Shuttle Pharma Enrollment Nears 50% In Phase 2 Glioblastoma Trial With Ropidoxuridine, Readout Expected In 2026

Shuttle Pharmaceuticals announced it is nearing 50% enrollment in the Phase 2 trial of Ropidoxuridine (IPdR), a novel radiation sensitizer being tested in combination with radiation therapy (RT) for glioblastoma, a highly aggressive brain cancer. Early data from participating sites indicate favorable tolerability, with no patient experiencing a toxicity level higher than grade 2 (on a 1–5 scale). Furthermore, 84% of enrolled patients have completed all seven treatment cycles, marking a strong adherence rate in this initial randomized study.

“We are incredibly encouraged by the expedited progress of our Phase 2 trial and the dedication of our team, clinical partners, and patients who are making this milestone possible. If approved, we believe that Ropidoxuridine has the potential to redefine the standard approach for how to care for patients with glioblastoma,” commented Shuttle Pharma’s Chairman and Chief Scientific Officer, Anatoly Dritschilo, M.D.  

The trial is evaluating two dose levels (960 mg/day and 1,200 mg/day) in 40 patients to determine an optimal dosage, followed by enrollment of an additional 14 patients at that dose. The goal is to establish increased survival compared to historical controls, with full enrollment targeted for completion later this year and data readout expected in 2026. Shuttle is concurrently analysing PK/PD samples to assess how drug concentration correlates with response and duration of action.

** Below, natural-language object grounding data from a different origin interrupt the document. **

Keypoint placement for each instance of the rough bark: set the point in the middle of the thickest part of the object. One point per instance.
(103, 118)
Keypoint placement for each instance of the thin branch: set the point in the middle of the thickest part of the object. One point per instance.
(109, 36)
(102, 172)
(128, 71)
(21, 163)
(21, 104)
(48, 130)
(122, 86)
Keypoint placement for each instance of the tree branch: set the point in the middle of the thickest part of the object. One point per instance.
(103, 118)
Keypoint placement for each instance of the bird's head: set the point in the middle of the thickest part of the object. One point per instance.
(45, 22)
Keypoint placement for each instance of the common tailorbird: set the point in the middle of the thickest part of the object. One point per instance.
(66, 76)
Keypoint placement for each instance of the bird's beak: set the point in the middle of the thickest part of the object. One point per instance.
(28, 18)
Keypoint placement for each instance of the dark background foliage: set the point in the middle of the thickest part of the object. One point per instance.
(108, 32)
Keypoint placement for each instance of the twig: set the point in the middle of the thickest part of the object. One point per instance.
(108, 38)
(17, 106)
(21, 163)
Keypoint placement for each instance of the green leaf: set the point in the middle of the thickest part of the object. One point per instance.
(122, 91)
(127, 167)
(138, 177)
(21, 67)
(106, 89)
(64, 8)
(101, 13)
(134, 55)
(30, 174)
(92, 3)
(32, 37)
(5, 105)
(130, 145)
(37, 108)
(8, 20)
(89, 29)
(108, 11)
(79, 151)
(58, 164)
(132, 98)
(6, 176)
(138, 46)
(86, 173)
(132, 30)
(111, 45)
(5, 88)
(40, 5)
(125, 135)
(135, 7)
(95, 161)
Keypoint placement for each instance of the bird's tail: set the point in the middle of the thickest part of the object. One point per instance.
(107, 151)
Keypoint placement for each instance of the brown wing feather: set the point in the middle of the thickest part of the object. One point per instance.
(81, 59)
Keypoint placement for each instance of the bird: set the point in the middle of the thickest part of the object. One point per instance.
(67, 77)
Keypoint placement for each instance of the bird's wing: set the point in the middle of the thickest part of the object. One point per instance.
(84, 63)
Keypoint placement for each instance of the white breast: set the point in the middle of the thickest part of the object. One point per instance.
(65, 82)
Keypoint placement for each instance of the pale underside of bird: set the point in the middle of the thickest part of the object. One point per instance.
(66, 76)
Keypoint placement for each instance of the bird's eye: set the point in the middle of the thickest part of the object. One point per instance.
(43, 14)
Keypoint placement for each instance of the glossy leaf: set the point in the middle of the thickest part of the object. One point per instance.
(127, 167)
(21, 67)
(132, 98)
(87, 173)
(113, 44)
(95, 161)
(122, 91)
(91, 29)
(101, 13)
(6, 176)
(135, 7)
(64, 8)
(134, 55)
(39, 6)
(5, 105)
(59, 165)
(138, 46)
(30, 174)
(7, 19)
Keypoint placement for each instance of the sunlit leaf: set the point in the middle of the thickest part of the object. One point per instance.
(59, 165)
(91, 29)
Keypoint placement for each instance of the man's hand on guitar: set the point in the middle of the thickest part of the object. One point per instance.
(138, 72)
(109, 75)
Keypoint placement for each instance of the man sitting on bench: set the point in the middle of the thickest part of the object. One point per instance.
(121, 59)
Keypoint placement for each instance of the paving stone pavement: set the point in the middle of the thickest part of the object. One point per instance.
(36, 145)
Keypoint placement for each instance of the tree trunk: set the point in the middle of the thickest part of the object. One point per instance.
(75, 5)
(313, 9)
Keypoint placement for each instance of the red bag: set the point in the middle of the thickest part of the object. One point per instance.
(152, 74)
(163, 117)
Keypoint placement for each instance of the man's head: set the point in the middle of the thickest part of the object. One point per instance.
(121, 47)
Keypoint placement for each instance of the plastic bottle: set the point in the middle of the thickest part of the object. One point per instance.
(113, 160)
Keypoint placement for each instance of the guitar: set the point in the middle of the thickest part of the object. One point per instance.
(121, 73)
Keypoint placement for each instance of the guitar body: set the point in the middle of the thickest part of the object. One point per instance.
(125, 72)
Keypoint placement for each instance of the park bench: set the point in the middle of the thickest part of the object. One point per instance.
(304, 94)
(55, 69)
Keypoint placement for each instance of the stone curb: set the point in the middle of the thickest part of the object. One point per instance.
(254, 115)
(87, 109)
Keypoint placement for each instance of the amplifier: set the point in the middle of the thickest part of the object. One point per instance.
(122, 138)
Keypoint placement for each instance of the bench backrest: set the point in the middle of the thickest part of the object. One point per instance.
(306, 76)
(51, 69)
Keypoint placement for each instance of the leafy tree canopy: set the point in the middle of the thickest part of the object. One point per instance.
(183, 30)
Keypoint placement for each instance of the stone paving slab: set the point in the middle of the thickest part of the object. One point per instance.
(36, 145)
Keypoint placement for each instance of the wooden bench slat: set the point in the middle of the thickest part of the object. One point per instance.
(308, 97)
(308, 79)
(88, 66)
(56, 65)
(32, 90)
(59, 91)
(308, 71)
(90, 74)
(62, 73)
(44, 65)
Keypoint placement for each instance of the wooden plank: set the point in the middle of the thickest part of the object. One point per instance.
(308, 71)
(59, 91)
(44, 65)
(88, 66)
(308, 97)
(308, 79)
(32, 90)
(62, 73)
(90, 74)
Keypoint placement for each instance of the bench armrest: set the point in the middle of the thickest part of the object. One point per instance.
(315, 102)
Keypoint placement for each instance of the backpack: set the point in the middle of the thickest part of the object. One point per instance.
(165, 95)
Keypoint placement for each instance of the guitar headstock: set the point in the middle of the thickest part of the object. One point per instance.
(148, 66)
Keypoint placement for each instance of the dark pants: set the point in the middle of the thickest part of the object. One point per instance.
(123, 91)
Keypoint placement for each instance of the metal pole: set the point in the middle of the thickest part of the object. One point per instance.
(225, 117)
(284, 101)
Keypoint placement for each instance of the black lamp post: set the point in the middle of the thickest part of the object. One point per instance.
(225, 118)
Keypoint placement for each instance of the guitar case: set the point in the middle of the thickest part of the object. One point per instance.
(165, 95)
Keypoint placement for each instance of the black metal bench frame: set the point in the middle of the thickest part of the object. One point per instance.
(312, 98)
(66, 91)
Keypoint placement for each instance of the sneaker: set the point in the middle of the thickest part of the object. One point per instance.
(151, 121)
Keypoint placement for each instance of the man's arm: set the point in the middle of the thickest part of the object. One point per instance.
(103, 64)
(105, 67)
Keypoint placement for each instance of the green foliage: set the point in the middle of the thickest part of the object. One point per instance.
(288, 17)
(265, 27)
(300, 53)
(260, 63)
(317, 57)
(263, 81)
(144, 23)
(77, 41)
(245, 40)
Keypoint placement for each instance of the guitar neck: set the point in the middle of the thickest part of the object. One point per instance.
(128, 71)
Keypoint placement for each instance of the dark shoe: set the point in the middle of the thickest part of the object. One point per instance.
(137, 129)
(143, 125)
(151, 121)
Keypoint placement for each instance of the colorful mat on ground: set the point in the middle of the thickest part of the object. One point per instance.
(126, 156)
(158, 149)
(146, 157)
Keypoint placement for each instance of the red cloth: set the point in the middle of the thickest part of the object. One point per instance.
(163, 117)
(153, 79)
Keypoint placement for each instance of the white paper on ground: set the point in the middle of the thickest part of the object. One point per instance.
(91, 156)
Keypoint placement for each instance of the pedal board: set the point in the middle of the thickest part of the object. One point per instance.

“This clinical trial is critical to the broader radiation therapy industry as we look to leverage radiation sensitisers to increase cancer cure rates, prolong patient survival and improve quality of life for patients suffering from glioblastoma. I look forward to continued trial execution as we aim to improve the lives of millions of patients impacted by cancer and to bring hope to patients and families around the world,” Dr. Dritschilo added.

Ropidoxuridine has received Orphan Drug Designation from the FDA, providing potential market exclusivity upon approval. Each year, approximately 800,000 cancer patients in the U.S. receive RT, with nearly 400,000 treated for curative purposes, the target population for radiation sensitizers. This market is expected to grow by over 22% in five years, positioning Shuttle’s lead candidate as a promising therapy in a field with significant unmet medical need.